А дело, оказывается, было вот в чем: за некоторое время до этого Тимофеев начал вести себя странно, оставил надежное место в банке, взял жену и пустился путешествовать. Лизавета быстро возвратилась назад, к родителям и к своим научным трудам, а вот он отсутствовал несколько месяцев, давая о себе знать лишь короткими сообщениями, что жив и здоров. Не знаю, что потрясло его тещу больше, длительность поездки (за последние пятьдесят лет никто в этой семье не отлучался с работы дольше, чем на две недели законного отпуска) или тот факт, что он держал всех в неведении по поводу своих планов. Никто не знал, чем он в точности занят и почему так долго не возвращается назад. Когда он известил о том, что едет, все выдохнули с облегчением – ну наконец-то! Наконец-то все вернется на круги своя. Наконец-то начнется нормальная жизнь. Не может же он и дальше скитаться на чужбине, оставив жену, работу, дом. Пора ему браться за ум. Уж скоро год этой затее, достаточно для того, чтобы и такой безумец как Тимофеев осознал всю глупость своего поведения. Да и нервов за этот год он всем потрепал изрядно. Каково же было их разочарование, когда, вернувшись, он с порога заявил, что это был лучший год в его жизни и что отныне он намеревается жить так всегда.

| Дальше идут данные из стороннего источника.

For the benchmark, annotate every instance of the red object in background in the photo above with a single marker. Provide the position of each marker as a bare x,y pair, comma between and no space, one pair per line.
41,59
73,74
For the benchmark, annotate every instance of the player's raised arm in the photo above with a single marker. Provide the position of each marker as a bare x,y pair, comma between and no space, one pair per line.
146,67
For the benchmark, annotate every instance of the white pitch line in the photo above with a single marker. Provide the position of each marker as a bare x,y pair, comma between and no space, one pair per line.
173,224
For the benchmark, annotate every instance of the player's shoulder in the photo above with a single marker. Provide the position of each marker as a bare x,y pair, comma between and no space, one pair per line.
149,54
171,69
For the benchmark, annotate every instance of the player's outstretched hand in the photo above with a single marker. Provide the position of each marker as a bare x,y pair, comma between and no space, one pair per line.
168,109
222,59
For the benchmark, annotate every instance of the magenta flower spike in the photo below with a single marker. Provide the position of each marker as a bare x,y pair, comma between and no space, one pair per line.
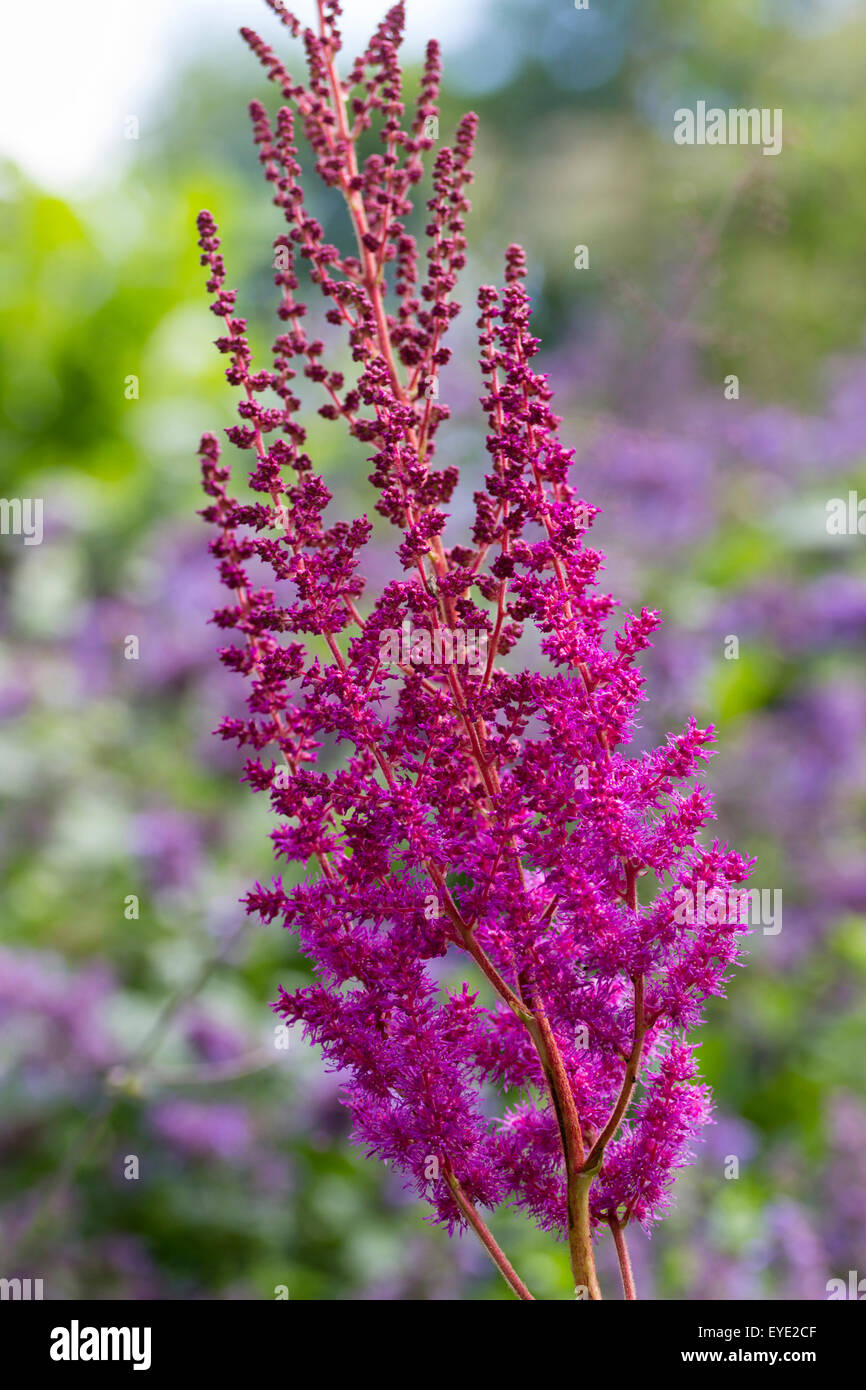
470,837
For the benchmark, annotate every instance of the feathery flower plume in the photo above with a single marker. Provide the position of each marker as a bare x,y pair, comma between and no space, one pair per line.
484,816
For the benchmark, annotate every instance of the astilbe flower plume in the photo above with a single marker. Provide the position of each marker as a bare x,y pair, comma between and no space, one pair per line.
481,813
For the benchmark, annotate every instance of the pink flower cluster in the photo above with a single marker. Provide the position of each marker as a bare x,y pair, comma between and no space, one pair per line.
474,848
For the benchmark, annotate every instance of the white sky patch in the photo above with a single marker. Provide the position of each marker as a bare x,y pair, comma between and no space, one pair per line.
71,71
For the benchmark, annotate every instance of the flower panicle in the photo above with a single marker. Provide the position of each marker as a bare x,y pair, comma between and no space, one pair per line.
434,808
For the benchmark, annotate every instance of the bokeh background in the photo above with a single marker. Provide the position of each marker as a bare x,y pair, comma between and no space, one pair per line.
149,1036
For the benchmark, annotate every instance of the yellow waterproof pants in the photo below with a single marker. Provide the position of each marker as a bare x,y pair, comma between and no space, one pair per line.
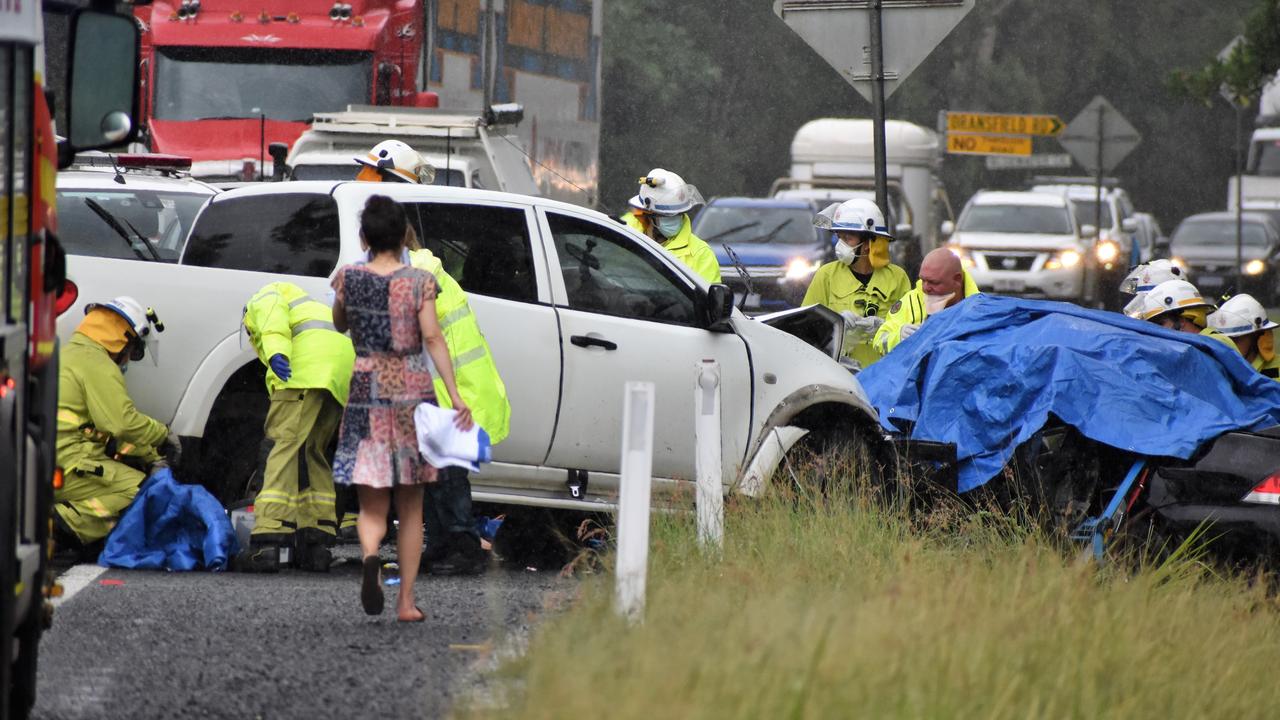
297,486
95,495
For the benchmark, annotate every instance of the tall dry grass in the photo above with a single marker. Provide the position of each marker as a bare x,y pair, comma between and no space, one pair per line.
830,605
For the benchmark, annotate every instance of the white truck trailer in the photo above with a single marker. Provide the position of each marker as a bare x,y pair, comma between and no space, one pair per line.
833,158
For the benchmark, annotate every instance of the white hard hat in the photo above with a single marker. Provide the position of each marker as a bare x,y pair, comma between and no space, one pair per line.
663,192
853,215
144,322
1150,274
1240,315
400,160
1171,296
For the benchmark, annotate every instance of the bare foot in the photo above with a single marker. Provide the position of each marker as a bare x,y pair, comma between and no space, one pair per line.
411,615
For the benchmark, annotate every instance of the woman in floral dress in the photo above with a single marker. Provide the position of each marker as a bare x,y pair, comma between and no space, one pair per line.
389,309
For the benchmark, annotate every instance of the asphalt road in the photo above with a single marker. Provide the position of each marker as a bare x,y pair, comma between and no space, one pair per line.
296,645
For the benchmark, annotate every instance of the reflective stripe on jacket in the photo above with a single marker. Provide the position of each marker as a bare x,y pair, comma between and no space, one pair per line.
836,287
96,418
283,319
688,247
910,310
474,369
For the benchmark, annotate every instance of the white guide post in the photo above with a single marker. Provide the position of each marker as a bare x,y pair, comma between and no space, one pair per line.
634,497
708,464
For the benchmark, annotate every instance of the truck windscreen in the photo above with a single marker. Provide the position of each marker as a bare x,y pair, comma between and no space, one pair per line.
196,83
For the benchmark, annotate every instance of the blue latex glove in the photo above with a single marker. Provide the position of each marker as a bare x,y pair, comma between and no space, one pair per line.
280,367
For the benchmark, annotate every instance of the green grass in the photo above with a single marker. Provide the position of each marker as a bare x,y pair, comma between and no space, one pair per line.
840,609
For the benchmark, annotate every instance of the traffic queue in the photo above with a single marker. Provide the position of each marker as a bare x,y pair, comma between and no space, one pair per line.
398,332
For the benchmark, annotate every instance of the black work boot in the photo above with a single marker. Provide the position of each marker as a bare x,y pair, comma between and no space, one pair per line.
311,551
465,557
259,559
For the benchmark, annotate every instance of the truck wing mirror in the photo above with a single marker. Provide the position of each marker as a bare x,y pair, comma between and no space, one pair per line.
101,100
720,308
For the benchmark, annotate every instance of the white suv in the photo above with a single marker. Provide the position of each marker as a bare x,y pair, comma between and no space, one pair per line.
572,302
1023,244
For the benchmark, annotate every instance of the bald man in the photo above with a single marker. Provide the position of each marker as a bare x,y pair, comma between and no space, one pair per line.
942,285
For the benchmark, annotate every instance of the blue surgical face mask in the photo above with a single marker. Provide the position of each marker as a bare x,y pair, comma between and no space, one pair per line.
670,224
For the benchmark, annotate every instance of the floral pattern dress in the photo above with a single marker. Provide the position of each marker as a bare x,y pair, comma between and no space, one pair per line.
378,441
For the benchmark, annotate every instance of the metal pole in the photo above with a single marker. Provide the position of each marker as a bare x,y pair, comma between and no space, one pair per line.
878,112
708,461
634,495
1239,205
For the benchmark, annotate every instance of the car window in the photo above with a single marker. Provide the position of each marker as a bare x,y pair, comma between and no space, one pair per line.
484,247
161,218
1016,218
1086,213
608,272
725,223
1216,233
295,235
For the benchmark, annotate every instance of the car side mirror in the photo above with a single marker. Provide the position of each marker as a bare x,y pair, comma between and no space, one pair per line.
720,308
101,100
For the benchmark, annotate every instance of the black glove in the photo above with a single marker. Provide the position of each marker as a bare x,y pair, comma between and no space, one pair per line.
172,449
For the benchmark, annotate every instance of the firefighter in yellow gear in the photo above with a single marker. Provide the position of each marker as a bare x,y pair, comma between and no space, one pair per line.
309,373
452,538
661,210
105,445
1246,322
944,283
860,283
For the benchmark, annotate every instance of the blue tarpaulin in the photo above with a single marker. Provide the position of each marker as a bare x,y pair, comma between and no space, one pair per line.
988,373
170,527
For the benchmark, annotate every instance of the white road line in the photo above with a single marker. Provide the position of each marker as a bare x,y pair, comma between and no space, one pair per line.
77,579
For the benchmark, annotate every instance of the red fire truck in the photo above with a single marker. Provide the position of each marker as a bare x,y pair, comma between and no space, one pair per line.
223,80
33,290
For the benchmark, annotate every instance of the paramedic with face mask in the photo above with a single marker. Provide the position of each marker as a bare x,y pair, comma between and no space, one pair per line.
944,283
860,283
661,210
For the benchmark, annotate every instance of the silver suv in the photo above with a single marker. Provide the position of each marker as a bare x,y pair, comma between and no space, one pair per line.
1024,244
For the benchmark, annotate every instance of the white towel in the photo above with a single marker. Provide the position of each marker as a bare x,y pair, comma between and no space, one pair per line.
443,445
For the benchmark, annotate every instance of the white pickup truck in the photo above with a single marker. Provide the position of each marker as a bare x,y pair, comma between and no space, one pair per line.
572,304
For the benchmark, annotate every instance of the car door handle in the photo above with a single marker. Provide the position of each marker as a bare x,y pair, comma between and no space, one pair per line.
588,341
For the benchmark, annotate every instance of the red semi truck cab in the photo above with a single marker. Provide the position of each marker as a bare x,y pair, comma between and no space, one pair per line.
223,80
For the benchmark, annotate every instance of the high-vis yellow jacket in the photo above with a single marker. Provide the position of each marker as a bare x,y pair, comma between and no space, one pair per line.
688,247
910,310
96,418
474,369
836,287
283,319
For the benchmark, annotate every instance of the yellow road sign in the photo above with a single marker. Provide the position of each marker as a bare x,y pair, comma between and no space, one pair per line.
970,144
1000,123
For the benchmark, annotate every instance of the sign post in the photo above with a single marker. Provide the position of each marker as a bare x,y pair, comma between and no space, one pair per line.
876,51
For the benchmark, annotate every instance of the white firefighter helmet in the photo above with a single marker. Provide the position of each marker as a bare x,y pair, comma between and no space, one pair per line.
1240,315
1171,296
144,322
400,162
663,192
854,215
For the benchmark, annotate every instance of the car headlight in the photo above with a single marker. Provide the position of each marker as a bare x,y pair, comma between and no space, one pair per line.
800,268
1061,260
1106,251
965,259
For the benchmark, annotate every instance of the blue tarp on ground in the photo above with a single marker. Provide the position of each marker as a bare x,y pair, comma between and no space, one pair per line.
987,373
170,527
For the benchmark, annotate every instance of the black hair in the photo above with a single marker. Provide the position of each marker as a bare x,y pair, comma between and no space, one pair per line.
382,224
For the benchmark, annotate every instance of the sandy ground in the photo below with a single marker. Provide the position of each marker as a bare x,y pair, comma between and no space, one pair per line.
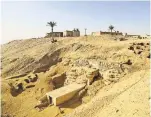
127,97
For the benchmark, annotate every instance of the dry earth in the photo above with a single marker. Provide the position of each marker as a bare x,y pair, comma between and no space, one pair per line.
32,67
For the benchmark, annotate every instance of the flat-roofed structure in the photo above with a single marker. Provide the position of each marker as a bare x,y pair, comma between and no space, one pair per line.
54,34
63,94
99,33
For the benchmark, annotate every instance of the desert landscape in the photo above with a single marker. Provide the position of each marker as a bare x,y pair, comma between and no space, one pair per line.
119,72
75,58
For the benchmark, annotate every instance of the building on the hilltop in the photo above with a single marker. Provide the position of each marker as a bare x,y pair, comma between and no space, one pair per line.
68,33
54,34
133,36
74,33
106,33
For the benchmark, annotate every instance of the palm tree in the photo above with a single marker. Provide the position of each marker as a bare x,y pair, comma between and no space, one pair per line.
111,27
52,25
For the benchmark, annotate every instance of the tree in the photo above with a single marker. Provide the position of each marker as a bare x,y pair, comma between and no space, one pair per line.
111,27
52,25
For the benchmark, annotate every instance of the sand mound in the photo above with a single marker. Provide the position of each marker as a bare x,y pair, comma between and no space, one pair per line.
33,67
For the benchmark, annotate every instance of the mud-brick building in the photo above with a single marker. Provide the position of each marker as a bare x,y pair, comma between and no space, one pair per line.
99,33
54,34
74,33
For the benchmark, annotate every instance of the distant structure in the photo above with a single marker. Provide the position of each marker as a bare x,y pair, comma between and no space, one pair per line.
74,33
133,36
67,33
106,33
54,34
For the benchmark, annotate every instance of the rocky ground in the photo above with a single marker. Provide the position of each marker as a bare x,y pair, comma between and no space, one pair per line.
120,68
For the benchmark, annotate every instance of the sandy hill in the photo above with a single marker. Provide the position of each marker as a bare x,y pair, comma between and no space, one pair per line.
32,67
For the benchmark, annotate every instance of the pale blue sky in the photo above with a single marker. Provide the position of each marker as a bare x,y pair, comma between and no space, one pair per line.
28,19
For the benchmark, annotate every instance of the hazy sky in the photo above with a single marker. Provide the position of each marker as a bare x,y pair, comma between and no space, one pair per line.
28,19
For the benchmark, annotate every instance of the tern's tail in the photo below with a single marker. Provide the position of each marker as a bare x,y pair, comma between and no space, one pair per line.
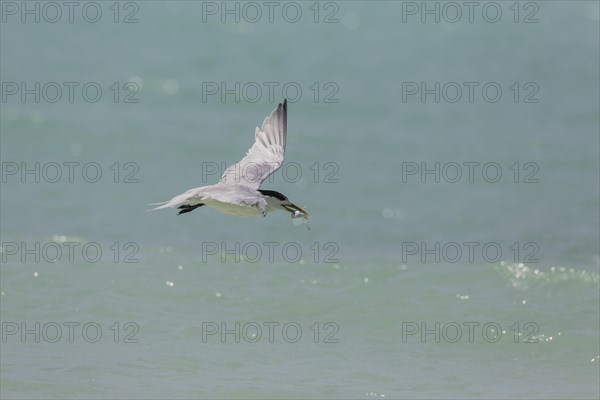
180,200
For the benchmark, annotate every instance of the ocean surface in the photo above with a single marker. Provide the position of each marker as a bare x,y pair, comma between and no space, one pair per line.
448,155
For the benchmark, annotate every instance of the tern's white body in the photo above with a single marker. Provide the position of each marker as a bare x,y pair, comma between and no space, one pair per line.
238,191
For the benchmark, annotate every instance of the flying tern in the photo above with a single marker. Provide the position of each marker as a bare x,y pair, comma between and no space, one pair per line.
238,190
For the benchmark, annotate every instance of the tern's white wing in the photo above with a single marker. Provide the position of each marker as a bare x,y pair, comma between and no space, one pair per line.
266,154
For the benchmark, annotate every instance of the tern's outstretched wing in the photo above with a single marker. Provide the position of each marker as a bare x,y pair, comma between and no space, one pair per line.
266,154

Эта выставка осталась в моей памяти светлым воспоминанием наряду со многими другими счастливыми событиями тех лет. Помню, стоял черный ноябрьский вечер, лил дождь. Из-за пробок машину пришлось оставить задолго до места назначения, и вместе с другими приглашенными мы шли по нескончаемой таганской улице, перепрыгивая через лужи и безуспешно пытаясь спасти под зонтами наших спутниц. Таганка ревела нам в спину рассерженным воем троллейбусов и машин. За шиворот нещадно заливало, брюки забрызгало до самых колен, у наших дам испортились прически. Мы все были немного раздосадованы таким началом, и кое-кто уже предлагал повернуть назад. Перед нами пошли последние дома по этой улице, а нужного здания все не было видно. Наконец в глубине забрезжила вывеска выставочного центра. Промокшие до нитки и растерявшие всякий настрой на прекрасное, мы, проклиная все на свете, обошли последнюю лужу, поднялись по ступенькам и вошли внутрь. И замерли, в ту же секунду позабыв и о долгой дороге, и о холодном дожде, и о мокрых ботинках. Мы словно попали в другой мир. Отсюда нам виден был залитый светом зал, на стенах которого поблескивали картины, внутри него врассыпную стояли и мирно беседовали, держа в руках бокалы, группки хорошо одетых людей, и все это выглядело так неожиданно в сравнении с тем, что творилось за дверьми, так изысканно и завораживающе, что, я сам видел, гости, заходившие с улицы вслед за нами, все как один застывали с раскрытыми ртами, забыв убрать зонты, с которых ручьями стекала вода. Казалось, людям в зале неведомы ни беготня под дождем, ни ноябрьское ненастье; они наслаждались обществом друг друга под шампанское и музыку, выходившую из-под струн сидящего в глубине гитариста, и нам, только прибывшим, хотелось одного – скорее очутиться среди них.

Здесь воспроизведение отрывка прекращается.